Given its decision not to pursue an appeal in the Northeast Alliance case, JetBlue on Wednesday urged the DOJ to take another look at its $3.8 billion merger with Spirit, noting that the DOJ itself has recognized “the benefits of JetBlue’s disruptive impact on the industry.”

“As it relates to the Spirit combination, terminating the NEA renders the U.S. Department of Justice’s (DOJ) concerns about our partnership with a legacy carrier entirely moot,” JetBlue said. “With that, the DOJ should reconsider and support our plan to bring a national low-fare competitor to the Big Four; the flying public deserves better than the status quo.”

The Justice Department declined to comment on the matter.

Bill Baer, who led the Justice Department’s antitrust division from 2013 to 2016, said JetBlue’s decision is unlikely to hold much sway with regulators.

“With an adverse decision on the Northeast Alliance weighing down their prospects to buy Spirit, [JetBlue] made a cynical but strategically reasonable choice,” said Baer, now a visiting fellow in governance studies at the Brookings Institution. “I’m pretty confident that this will not do anything to change the strict scrutiny the antitrust division is applying to the Spirit transaction.”

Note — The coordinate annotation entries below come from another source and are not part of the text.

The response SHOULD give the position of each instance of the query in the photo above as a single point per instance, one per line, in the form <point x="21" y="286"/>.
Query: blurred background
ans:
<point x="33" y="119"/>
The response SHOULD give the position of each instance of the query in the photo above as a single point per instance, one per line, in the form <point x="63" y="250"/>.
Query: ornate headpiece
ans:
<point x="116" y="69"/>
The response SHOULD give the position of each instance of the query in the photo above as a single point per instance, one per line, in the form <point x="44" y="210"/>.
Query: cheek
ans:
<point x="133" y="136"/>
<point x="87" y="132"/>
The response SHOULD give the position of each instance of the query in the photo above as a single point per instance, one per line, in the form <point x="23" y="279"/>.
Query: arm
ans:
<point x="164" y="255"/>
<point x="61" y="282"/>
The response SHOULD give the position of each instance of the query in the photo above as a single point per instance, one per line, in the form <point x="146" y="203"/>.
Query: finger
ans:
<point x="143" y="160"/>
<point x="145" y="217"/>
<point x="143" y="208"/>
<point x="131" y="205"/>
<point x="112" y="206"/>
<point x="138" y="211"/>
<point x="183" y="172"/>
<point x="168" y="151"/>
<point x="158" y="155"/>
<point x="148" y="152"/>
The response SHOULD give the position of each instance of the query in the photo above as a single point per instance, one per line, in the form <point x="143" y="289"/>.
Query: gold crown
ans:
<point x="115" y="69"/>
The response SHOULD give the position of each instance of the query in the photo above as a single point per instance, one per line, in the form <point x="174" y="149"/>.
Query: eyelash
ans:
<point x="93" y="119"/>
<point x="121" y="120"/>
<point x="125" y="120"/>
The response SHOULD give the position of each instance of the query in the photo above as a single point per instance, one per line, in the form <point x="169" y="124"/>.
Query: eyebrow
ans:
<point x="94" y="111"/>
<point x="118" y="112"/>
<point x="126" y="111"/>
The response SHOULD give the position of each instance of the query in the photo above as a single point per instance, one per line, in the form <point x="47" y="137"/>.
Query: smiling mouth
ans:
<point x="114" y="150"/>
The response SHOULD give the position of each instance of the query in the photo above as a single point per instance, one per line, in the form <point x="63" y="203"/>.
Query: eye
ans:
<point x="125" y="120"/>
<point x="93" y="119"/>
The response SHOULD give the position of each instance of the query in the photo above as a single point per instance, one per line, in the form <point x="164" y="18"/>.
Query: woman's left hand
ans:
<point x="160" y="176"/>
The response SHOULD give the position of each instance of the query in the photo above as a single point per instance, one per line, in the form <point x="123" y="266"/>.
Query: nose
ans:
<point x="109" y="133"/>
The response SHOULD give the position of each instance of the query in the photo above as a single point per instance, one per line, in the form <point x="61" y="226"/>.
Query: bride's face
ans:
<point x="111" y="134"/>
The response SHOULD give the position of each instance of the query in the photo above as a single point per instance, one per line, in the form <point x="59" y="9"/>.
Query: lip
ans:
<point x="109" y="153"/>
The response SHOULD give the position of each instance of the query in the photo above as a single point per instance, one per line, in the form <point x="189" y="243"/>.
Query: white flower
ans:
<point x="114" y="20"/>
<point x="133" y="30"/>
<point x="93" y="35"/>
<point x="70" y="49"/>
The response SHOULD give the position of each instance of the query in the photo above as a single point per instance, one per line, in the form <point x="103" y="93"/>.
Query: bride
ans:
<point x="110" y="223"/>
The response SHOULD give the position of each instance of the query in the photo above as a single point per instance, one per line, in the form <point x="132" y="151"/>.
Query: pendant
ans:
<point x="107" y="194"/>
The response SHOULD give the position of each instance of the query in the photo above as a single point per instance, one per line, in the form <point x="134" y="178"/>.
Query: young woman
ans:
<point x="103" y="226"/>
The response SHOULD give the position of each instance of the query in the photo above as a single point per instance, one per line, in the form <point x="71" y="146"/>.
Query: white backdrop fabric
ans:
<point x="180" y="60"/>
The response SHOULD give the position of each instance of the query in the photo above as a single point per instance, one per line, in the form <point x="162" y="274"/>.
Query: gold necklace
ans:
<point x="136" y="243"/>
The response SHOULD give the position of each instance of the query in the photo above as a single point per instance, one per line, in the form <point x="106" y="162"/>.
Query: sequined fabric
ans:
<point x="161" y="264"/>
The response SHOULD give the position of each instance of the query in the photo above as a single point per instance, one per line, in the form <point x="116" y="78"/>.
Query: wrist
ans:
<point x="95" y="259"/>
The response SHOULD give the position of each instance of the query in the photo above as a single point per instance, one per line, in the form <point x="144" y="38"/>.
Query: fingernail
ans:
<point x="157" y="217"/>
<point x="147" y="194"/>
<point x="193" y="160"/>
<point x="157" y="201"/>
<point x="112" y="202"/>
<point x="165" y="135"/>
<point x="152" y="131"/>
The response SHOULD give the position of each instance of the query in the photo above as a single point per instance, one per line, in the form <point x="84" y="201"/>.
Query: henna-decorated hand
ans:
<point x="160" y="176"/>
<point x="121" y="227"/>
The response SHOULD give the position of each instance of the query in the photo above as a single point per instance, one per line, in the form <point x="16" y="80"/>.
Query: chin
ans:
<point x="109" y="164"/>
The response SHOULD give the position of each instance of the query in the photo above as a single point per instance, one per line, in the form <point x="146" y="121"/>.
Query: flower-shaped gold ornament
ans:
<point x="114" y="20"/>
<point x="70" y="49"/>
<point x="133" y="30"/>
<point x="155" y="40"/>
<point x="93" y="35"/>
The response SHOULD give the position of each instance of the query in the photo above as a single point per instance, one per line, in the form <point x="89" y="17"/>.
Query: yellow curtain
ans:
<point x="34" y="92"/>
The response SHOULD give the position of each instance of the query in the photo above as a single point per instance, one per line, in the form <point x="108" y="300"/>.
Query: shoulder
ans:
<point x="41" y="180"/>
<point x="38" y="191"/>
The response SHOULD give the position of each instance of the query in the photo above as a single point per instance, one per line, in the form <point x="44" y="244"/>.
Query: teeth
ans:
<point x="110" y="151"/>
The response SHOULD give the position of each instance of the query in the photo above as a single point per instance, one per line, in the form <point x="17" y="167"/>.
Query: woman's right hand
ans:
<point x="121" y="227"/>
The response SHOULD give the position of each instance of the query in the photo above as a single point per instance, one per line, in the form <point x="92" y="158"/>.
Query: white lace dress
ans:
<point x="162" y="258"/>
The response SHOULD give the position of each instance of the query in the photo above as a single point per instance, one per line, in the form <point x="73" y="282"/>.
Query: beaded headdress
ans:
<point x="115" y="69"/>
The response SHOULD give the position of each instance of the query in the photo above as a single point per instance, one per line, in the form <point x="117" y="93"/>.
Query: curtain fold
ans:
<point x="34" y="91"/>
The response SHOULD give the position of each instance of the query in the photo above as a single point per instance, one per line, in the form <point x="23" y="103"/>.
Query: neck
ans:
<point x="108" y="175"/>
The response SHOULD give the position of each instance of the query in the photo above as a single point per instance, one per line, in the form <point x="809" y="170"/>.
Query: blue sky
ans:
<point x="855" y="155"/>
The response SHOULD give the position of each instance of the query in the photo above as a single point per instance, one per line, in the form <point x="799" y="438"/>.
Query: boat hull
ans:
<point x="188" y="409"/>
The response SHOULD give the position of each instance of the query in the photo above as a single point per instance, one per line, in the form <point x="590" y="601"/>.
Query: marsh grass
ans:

The Biden administration has increased scrutiny of deals in industries in which it thinks there is too little competition to the detriment of consumers. The Justice Department’s victory in the Northeast Alliance case was seen as a huge boost to that effort.

“We need more, not less, competition in the airline industry, so I welcome JetBlue’s decision to end its participation in the Northeast Alliance,” said Rob Bonta (D), the attorney general of California, one of the states that joined the DOJ’s challenge to the American-JetBlue partnership.

JetBlue has taken other steps to allay regulators’ concerns about overlaps in service between the two carriers in the Northeast. Hayes previously pledged to divest Spirit’s holdings in Boston and New York and said it would offer five gates and “related assets at Fort Lauderdale” – a Spirit hub – to be allocated to other ultra-low-cost carriers.

Hayes also said concerns about a loss of seats could be addressed by operating more frequent flights and from growth that would occur as part of the merger.